9. Nous mandons à Votre Charité ces quelques mots des nombreuses choses qui furent agitées en ce moment, afin que vous priiez sans cesse pour nous avec zèle et soin et que vous suppliiez le Seigneur afin que, dans ses miséricordes, il visite son église et son peuple, et que le Christ donne à cette affaire l’issue qui plait à sa volonté, qu’il aide son église et qu’il console son peuple.

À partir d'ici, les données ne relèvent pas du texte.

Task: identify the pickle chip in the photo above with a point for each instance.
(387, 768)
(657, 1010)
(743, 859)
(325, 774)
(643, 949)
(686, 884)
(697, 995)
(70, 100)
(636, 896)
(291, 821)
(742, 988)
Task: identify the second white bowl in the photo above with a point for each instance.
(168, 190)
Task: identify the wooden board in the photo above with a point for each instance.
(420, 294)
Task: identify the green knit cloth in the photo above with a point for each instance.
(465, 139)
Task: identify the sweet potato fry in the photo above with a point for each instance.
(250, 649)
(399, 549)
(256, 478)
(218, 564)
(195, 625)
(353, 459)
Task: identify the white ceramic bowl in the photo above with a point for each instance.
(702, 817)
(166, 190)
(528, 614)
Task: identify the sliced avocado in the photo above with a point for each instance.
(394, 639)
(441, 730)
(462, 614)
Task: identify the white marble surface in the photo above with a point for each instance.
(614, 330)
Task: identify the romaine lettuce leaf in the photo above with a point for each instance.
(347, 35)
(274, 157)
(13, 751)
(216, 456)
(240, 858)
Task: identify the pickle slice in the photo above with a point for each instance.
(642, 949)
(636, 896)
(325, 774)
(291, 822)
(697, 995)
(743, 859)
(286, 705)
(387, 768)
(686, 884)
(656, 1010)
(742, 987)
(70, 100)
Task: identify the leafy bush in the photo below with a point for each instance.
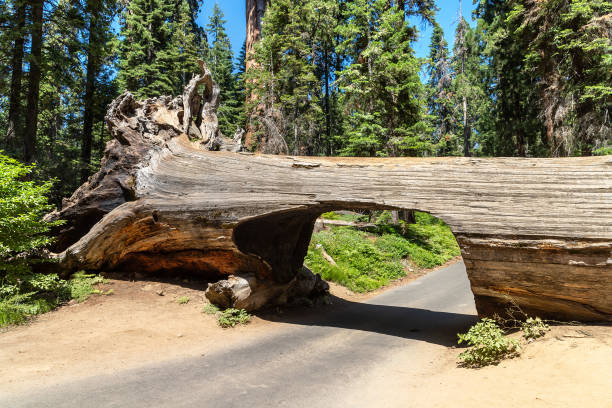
(81, 286)
(209, 308)
(22, 232)
(488, 344)
(534, 328)
(232, 317)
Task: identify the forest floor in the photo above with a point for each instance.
(142, 322)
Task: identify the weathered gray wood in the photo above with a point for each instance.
(537, 232)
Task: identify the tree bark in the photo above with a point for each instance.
(31, 115)
(13, 131)
(533, 232)
(255, 10)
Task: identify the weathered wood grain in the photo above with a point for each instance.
(537, 232)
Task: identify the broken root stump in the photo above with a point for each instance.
(533, 232)
(249, 293)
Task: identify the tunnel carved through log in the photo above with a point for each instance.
(537, 232)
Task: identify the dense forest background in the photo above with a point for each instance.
(330, 77)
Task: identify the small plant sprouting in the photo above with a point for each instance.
(209, 308)
(533, 328)
(232, 317)
(488, 344)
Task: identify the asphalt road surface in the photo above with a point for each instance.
(317, 361)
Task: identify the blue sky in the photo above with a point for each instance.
(447, 17)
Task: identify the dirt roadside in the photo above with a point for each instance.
(143, 321)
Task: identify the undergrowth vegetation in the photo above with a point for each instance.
(488, 341)
(24, 293)
(39, 293)
(368, 260)
(232, 317)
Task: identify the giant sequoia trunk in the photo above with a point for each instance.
(534, 232)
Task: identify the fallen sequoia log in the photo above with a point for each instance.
(535, 232)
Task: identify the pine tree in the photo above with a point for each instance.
(381, 86)
(145, 55)
(99, 15)
(184, 48)
(440, 96)
(283, 76)
(514, 127)
(220, 62)
(565, 46)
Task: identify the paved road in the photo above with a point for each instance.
(311, 363)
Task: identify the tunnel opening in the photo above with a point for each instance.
(360, 246)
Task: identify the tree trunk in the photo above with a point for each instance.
(162, 202)
(467, 131)
(13, 131)
(93, 66)
(31, 114)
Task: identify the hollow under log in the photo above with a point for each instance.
(536, 232)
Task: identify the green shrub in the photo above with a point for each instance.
(488, 344)
(232, 317)
(351, 217)
(22, 231)
(81, 286)
(209, 308)
(534, 328)
(368, 261)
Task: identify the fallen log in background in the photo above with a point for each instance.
(537, 232)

Même ceux du concile de Chalcédoine, comme nous l’avons dit plus haut, priaient pour le bienheureux patriarche, parce qu’il avait parlé pour tout l’ensemble des chrétiens et qu’il ne leur avait pas porté préjudice. Ils envoyaient constamment près de lui et ils demandaient à sa bonté de parler ainsi pour tout l’ensemble et de ne rien soulever contre eux, car ils connaissaient leur faiblesse et la grandeur du danger et du péril qui menaçait, si le Seigneur, selon ses miséricordes, ne visitait pas son Eglise !

10. Priez pour l’illustre émir, pour que Dieu lui donne la sagesse et l’éclaire sur ce qui plait au Seigneur et lui est avantageux. — Le bienheureux père de l’ensemble et les saints pères qui sont avec lui :
“Abbas Mar Thomas, et Mar Sévère, et Mar Sergis et Mar Attilaha, et Mar Jean et toute leur sainte compagnie, et les chefs et les fidèles qui sont réunis ici avec nous; et surtout notre cher et sage directeur’*’, protégé du Christ, Mar André, et nous, Humbles dans le Seigneur, nous demandons votre salut et vos saintes prières, toujours.